The sign to the right is from the Nyika Plateau in Malawi. It reads. "Please put all rubbish in pits at the edge of camp. HYENAS eat anything. Store all items in car or tent."
Easy ways to prevent infestations:
- DEET. None of this herbal medicine crap (I know I’m going to get smacked for saying this). If you really want to keep the mosquitoes away, buy the good stuff.
- Put your food away and don’t keep it in your tent. The easiest way to attract rodents is to tempt them with tasty bits. Mice will chew through anything. We’ve met some pretty feisty birds, raccoons, honey badgers and matzo stealing monkeys too. Keep everything sealed up and in a car or animal proof box.
- When deciding where to pitch your tent, don’t forget to look up. Camping under trees infested with spiders, ants, or cockatoos isn’t fun. Trust me.
Gear that helps:
- Did I mention insect repellent with DEET already?
- Mesh tents. Bring a tent that seals completely and don’t leave the zipper open. Ever!
- Husbands with big sticks. Ok, I know you can’t exactly pick one of these up at the sporting good store, but it might be fun to try.
Be Well Fed
You might be the best cook in the world, but if you don’t know how to build a fire, repair a gas stove, or bake on a bed of charcoal, you’ll end up with some pretty terrible meals. Luckily the remedies are easy.
Easy ways to prevent going hungry:
- When you’re hungry, eat! Don’t wait until you are starving.
- Always have extra food. Maybe an MRE or a few cans of beans. Nothing stinks more than showing up a campground to find that the camp store is permanently closed and there’s no bus back to town until Monday.
- Don’t make fancy meals when you don’t have the time. Let’s face it, I love fresh baked cinnamon rolls as much as the next person. But when I’m hungry, a granola bar does just fine.
- Have easy to prepare food for emergency. And by emergency I mean, someone burnt the meat, spilled the pasta, added salt in place of sugar, or otherwise failed at preparing something edible.
Gear that helps:
- A cooler / ice box / esky. It’s a lot easier to keep leftovers and fresh vegetables when you have a cool storage place. Even without ice, a cool box is better than the trunk of your car when it’s sweltering outside.
- The right size pots and pans. Ever try to stir-fry in a small pot? Or pour boiling water from a saute pan? Good cooking is a lot easier and less frustrating with the right tools. I’m not saying pack the entire kitchen, just select pots and pans wisely.

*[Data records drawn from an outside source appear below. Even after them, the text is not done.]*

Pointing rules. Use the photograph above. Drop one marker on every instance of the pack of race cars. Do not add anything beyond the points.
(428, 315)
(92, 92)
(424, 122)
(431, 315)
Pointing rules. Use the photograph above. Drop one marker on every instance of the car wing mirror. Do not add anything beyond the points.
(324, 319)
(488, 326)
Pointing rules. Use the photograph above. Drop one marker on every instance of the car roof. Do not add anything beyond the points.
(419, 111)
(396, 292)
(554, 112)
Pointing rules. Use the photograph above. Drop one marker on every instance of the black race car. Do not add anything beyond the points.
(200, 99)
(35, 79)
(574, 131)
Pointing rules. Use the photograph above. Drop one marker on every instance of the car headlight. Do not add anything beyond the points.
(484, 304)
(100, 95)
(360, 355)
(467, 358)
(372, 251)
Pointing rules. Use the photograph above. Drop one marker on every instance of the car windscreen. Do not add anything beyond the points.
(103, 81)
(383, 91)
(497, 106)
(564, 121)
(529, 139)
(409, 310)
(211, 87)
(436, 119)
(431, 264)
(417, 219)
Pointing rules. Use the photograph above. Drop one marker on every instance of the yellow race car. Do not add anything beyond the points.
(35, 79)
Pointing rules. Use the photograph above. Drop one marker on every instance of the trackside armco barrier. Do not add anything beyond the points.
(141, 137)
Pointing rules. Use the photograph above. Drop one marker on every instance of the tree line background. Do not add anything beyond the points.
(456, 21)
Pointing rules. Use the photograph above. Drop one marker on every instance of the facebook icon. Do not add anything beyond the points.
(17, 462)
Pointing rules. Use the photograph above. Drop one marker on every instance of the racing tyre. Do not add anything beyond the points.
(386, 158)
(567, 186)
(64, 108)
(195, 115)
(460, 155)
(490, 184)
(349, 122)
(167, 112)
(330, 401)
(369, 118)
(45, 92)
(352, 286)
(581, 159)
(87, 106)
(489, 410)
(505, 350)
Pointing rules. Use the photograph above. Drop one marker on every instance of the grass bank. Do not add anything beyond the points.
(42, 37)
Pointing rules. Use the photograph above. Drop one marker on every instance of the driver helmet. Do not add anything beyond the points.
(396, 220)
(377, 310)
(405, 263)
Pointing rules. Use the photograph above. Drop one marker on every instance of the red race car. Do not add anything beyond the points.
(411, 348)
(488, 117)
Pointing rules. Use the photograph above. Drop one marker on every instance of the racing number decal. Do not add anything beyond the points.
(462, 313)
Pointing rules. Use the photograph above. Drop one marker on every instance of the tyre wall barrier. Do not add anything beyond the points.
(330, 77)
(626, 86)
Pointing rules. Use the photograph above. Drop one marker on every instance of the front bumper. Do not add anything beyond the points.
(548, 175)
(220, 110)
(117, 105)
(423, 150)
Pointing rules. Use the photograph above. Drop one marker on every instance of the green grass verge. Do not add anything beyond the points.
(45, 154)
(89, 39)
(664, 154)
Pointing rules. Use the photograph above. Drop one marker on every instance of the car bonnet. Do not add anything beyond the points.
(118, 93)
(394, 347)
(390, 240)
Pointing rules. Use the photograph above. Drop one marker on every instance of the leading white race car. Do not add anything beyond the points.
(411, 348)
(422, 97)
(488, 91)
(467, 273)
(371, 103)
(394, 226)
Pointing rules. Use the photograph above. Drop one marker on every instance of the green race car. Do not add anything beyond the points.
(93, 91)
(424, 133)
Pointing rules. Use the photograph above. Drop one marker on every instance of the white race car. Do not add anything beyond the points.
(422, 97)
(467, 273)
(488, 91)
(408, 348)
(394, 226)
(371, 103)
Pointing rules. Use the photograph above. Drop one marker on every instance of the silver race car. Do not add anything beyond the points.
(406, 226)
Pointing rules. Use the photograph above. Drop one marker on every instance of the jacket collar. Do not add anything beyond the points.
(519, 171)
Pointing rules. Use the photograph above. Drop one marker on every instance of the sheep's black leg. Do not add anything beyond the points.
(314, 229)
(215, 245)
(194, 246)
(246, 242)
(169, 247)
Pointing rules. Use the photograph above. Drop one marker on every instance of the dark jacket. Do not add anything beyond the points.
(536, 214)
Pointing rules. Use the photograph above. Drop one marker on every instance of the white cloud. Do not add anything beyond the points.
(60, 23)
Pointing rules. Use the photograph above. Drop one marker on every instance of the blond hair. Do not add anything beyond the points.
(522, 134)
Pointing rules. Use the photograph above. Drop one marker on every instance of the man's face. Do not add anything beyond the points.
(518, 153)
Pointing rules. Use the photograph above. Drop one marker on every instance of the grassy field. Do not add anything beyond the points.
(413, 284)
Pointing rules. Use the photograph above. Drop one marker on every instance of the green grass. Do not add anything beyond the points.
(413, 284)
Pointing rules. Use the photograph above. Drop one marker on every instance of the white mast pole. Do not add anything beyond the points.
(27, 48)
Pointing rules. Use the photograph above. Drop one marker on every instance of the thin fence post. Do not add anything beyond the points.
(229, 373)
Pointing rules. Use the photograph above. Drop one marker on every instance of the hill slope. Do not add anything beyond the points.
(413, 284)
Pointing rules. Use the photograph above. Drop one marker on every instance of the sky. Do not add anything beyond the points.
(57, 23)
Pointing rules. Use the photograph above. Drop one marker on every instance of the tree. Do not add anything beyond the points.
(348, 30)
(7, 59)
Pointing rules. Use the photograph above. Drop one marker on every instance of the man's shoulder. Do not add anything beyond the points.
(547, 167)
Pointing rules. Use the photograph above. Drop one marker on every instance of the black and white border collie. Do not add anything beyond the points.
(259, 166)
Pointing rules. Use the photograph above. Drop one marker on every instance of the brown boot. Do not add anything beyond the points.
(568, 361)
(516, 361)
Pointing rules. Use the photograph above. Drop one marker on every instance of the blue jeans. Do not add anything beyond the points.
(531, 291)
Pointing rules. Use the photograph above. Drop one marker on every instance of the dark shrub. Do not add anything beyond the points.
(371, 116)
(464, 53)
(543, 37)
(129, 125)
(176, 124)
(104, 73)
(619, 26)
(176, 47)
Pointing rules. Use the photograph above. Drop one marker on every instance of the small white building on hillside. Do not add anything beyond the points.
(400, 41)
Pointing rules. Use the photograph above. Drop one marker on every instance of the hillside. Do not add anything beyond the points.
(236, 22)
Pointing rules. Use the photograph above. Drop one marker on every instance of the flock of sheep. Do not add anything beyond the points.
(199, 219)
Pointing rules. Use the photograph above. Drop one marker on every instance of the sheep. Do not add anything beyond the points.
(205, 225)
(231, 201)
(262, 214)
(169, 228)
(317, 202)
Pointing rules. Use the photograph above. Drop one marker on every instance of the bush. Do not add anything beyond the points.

The worst part about camping is sitting around on the ground staring at each other wondering what to do. Boredom won’t ruin a trip, but combined with freezing weather, terrible food or relentless mosquitoes it becomes excruciating. The lack of anything constructive to do quickly turns an unlucky situation into a miserable one.
Easy ways to prevent boredom:
- Be interested in where you are at or where you are going. Places that have interesting natural history are a lot more fun to explore than say, your backyard.
- Camp where there is stuff to do and add extra cash in your budget for “tours”.
- Talk to rangers and locals. They know a LOT and are generally willing to teach people interested enough to ask.
- Take up fishing. Personally I think it defines boredom rather than fighting it, others may strongly disagree.
- Cook elaborate meals. Preferably over a campfire, and involve baking.
Gear that helps:
- Books! E-books! Books on tape! Or all of the above.
- Travel games, a deck of cards, dice.